To be sure, the EU wants to discourage other restless countries from imagining life outside the union. On that score, its leaders can relax. Brexit has crushed one British prime minister and crippled another, paralyzed the government, stunned investors, and turned the U.K. into a political war zone. However smooth the separation from here on, the lesson for others so inclined is: Don’t even think about it
Piling on at this point might even undo some of the EU’s strategic gain. It could unite Britain in hostility to Europe, rather than in regret of its decision to quit. Also, euroskeptics elsewhere in the union might be cowed, but they wouldn’t be reconciled — and winning the hearts and minds of its citizens should be Europe’s larger goal.
Magnanimity in victory means two main things.

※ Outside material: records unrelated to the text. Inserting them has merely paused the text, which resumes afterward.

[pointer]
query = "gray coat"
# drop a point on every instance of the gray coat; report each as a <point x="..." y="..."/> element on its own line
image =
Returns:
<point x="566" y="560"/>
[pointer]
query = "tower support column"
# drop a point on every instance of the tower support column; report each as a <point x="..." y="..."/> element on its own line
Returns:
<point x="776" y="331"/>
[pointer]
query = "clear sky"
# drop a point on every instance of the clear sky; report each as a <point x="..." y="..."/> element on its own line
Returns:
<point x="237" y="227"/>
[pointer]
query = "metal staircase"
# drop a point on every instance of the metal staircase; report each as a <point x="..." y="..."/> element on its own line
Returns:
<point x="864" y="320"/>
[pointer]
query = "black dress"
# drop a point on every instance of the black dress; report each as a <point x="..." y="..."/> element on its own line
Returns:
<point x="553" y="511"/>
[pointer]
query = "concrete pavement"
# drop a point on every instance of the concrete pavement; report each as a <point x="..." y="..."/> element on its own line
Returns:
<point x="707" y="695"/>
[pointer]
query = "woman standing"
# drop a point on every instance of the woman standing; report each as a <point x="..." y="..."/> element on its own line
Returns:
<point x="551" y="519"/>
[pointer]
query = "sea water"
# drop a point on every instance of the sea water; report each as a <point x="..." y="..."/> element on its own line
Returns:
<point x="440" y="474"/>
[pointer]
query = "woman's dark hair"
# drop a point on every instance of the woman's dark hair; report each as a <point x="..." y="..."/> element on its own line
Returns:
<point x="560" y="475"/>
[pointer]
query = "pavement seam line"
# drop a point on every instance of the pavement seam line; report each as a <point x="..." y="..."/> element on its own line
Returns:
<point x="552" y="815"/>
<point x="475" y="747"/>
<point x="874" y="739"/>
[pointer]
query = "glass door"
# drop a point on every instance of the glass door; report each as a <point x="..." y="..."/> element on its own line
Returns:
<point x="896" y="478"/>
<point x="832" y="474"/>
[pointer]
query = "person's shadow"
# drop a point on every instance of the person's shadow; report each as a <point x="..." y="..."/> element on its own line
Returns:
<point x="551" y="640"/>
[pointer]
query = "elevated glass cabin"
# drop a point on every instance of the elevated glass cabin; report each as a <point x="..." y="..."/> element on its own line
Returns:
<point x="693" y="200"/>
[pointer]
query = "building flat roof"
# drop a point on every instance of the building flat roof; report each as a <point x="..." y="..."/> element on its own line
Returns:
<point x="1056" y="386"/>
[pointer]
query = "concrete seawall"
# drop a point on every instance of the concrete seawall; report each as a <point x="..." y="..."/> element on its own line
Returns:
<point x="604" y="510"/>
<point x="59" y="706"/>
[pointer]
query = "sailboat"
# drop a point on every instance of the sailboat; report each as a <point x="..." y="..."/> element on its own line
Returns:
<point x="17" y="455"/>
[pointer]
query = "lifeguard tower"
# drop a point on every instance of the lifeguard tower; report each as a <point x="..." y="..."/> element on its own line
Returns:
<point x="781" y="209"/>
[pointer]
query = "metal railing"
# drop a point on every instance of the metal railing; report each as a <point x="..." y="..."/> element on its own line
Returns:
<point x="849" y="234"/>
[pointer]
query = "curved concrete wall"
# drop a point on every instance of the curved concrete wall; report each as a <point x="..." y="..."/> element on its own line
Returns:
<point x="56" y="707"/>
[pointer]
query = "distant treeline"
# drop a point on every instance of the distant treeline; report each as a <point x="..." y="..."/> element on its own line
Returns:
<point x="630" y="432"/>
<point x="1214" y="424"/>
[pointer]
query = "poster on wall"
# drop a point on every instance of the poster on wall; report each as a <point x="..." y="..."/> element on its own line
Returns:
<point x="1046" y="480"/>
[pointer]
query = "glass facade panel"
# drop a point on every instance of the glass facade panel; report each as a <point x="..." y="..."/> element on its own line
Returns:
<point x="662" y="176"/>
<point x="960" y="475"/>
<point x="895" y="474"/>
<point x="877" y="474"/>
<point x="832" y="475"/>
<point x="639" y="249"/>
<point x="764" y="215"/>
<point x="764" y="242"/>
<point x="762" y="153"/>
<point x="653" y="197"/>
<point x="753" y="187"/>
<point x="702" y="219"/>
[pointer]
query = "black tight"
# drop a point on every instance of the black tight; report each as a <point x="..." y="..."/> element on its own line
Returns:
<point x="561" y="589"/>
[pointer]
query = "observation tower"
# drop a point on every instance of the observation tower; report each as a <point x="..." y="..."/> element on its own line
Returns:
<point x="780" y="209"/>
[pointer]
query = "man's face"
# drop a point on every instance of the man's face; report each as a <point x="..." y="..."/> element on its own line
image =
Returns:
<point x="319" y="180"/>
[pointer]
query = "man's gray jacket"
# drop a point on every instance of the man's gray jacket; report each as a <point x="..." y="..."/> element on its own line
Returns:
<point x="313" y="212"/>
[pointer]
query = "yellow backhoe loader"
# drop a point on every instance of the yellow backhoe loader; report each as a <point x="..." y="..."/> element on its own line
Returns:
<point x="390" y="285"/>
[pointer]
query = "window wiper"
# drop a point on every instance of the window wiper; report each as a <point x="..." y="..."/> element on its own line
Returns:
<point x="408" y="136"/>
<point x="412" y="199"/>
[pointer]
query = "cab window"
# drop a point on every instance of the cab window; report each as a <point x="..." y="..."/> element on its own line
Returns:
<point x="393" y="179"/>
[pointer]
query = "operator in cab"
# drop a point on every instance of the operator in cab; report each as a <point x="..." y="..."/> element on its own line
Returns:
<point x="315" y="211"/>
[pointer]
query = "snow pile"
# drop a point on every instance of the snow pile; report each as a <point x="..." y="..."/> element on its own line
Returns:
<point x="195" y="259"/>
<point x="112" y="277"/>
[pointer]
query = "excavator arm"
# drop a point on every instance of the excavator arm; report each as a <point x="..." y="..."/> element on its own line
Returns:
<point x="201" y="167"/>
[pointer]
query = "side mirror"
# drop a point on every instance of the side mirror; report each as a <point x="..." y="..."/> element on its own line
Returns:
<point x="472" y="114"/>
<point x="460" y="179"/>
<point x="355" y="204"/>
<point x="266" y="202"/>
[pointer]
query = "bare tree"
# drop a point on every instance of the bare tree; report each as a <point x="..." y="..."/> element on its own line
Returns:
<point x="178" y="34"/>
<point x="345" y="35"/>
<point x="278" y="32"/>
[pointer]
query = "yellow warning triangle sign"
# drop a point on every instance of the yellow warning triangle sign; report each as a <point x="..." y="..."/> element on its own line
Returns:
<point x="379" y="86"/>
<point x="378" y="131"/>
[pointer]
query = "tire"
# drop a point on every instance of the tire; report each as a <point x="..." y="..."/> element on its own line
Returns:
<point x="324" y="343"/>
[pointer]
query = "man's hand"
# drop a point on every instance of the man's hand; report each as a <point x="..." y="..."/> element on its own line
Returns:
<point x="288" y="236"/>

First, allow some flexibility on the timing and sequence of the Brexit talks. Europe is impatient to get them started, and has fixed ideas about how they should proceed, but the chaos in Westminster is bound to slow things down. So far as possible, Europe’s leaders should be willing to accommodate this. It becomes all the more important to avoid procedural squabbles.
Second, look beyond the Brexit terms and come forward with a proposal for a productive future relationship with the U.K. Up to now, the EU has said, in effect: This is your mess, and it’s up to you to sort it out. That’s understandable, but Britain may now be literally incapable of doing so. If the EU chooses to stand there and watch, the likely outcome is no agreement, a disorderly exit as the clock on talks runs down, maximum economic dislocation, and years of bitter recrimination all around — terrible for the U.K., but no picnic for the EU, either.
No further effort is needed on Europe’s part to show Britain the error of its ways. For its own sake, the union needs to turn its attention from punishment to damage control.